Lucio Battisti's melancholy soul-pop ballads (co-written with lyricist Giulio "Mogol" Rapetti) pretty much defined the post-1968 era: Il Paradiso (1969), Un'Avventura (1969), Acqua Azzurra Acqua Chiara (1969), Mi Ritorni In Mente (1969), Emozioni (1970), Pensieri e Parole (1971) and Il Mio Canto Libero (1972).
Fabrizio DeAndre` (1) was an epic bard, capable of bridging the French "chansonniers" of the 1950s and the Greenwich Movement of the 1960s, who crafted the pessimist Dante-esque journey in the metropolitan hell Tutti Morimmo A Stento (1968), the socio-religious parables of
La Buona Novella (1970), and the philosophical exotica of Creuza de Ma' (1982), a collaboration with former PFM's Mauro Pagani.

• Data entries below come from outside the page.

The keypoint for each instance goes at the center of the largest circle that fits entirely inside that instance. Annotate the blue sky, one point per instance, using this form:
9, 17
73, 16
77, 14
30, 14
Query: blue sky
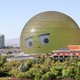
14, 14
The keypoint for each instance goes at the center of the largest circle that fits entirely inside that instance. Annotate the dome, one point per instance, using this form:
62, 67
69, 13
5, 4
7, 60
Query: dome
49, 31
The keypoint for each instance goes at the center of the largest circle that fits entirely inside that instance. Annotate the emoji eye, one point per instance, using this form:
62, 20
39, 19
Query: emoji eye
29, 42
44, 39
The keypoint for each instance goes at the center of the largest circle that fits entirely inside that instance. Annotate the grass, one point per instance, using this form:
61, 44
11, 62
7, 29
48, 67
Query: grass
4, 78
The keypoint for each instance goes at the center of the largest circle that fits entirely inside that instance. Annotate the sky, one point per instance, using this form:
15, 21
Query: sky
14, 14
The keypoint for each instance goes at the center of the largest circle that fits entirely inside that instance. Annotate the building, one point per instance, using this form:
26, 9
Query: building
2, 39
47, 31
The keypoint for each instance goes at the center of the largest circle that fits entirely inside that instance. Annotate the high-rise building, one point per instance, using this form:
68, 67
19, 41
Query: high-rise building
2, 40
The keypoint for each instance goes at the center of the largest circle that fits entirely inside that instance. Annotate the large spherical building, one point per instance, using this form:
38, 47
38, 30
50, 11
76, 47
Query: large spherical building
49, 31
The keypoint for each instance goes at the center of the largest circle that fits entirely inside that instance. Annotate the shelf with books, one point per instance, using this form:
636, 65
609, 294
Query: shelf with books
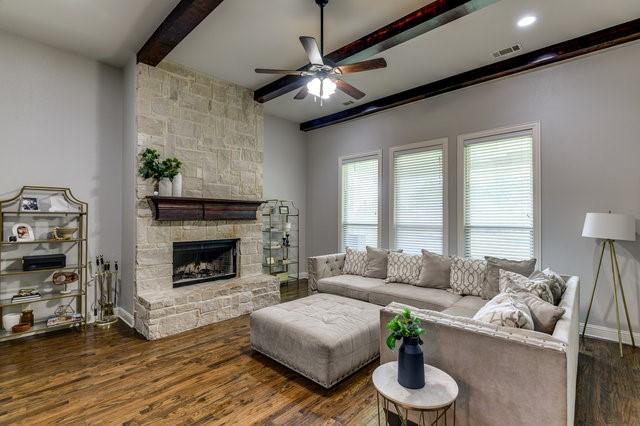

Francesco Guccini was an articulate sociopolitical chronicler who portrayed his generation's mood on Radici (1972).
Alan Sorrenti crafted the free-form psychedelic concept Aria (1972), with a lengthy title-track in the vein of Tim Buckley, perhaps the most innovative piece of the Italian "cantautori". Something similar was achieved by Juri Camisasca's La Finestra Dentro (1973). Claudio Rocchi had predated both with transcendent and psychedelic title-track of Volo Magico N.1 (1971).
In the 1970s, a few Japanese singer-songwriters began experimenting with new formats. The trend yielded albums such as Kan Mikami's Bang (1974), heavy on electronics and free-jazz, and Kazuki Tomokawa's Sakura No Kuni No Chiru Naka O (1980), with a 15-minute Wagnerian tour de force.